Additionally, as discussed in our general observations, petitioner's control and dominance of the couple's financial affairs, and his wife's deteriorating physical and mental state, placed petitioner on notice of facts that should have caused him to inquire at General Electric regarding the source and amount of any payments his wife may have received from that company. Such inquiry would have revealed the General Electric ESOP withdrawals. Accordingly, we find that petitioner knew or should have known of the understatement arising from omission of the General Electric ESOP income.

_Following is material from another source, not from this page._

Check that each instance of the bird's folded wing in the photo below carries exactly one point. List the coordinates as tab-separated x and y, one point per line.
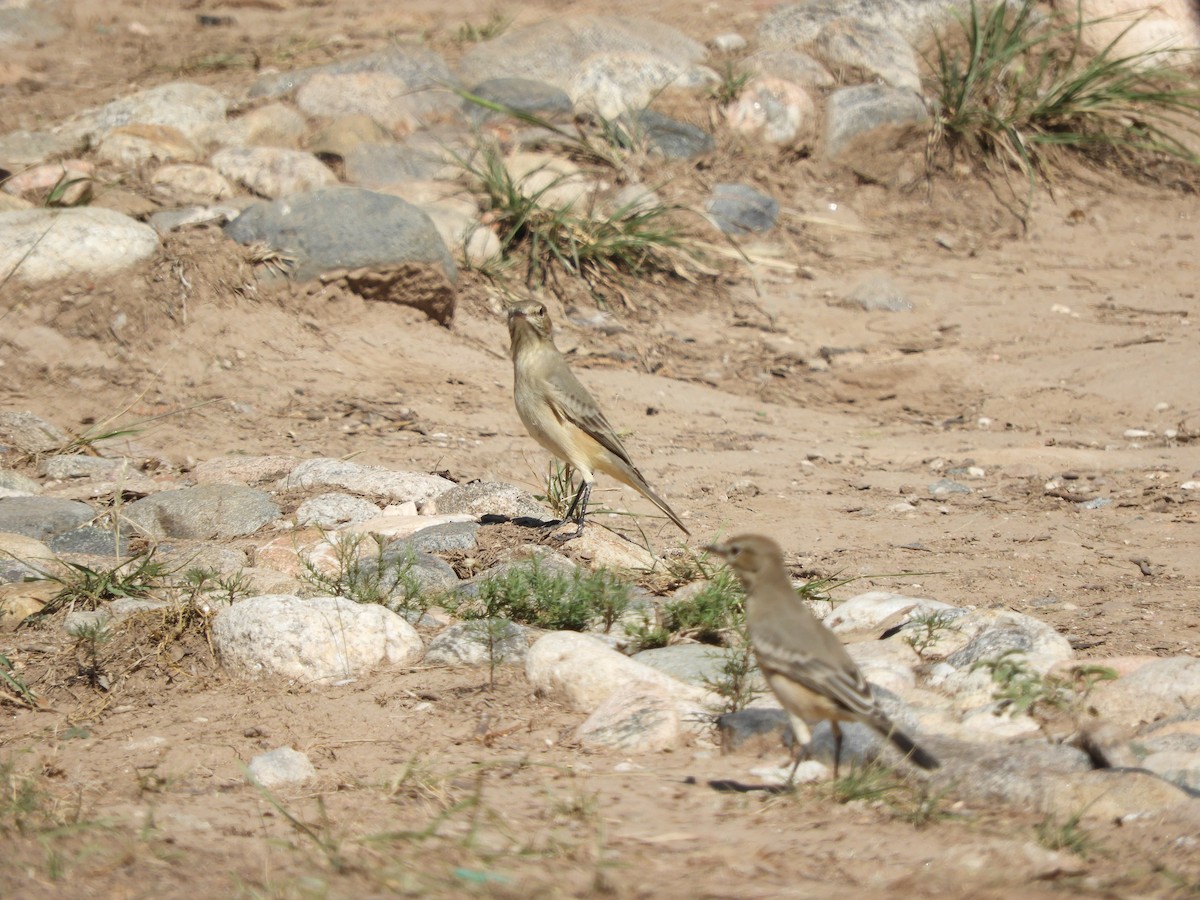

Women's Federal Savings Bank Certificate of Deposit Interest. On August 2, 1983, Mrs. Brearton purchased a $ 10,000.00 Certificate of Deposit, Account No. 10-1005691, from Women's Federal Savings Bank, and designated petitioner as its payable-on-death beneficiary. Women's Federal Savings Bank issued Mrs. Brearton a Substitute Form 1099 for 1983, entitled "Annual Interest Summary." The form listed a total of $ 2,036.83 interest earned on a money market account and two other Certificates of Deposit, but did not list Account No. 10-1005691 or any interest attributable to that account. Petitioner's 1983 joint return reported interest income of $ 2,036.83. We agree with respondent that petitioner had reason to know of $ 172.17 in unreported interest earned on Account No. 10-1005691, but not reflected on the Form 1099 described above.
Petitioner has not shown that this Form 1099 was the only such form issued to Mrs. Brearton by Women's Federal Savings Bank, or given to him by his wife. Nor has petitioner shown that the normal periodic account statements issued by Women's Federal Savings Bank did not reflect this interest. When asked whether he was aware of the Certificate of Deposit in question, petitioner gave evasive, internally conflicting, and self-serving testimony. We question its credibility. Petitioner's testimony also conflicted with his wife's testimony that she, at his direction, designated him the account's payable-on-death beneficiary. Considering these facts and the general observations discussed above, we find that petitioner has not met his burden of proving that he did not know, or have reason to know, of the substantial understatement arising from omission of the interest income.
Based on our examination of the three items of omitted income, and petitioner's failure of proof, we conclude that petitioner either knew of, or had reason to know of, the substantial understatement of tax attributable to the omission of those items from the Breartons' 1983 joint return. Accordingly, we hold that petitioner does not qualify as an innocent spouse under section 6013(e) with respect to the income at issue, and is not relieved of the tax liability arising from its omission from the couple's 1983 joint return.
Decision will be entered under Rule 155.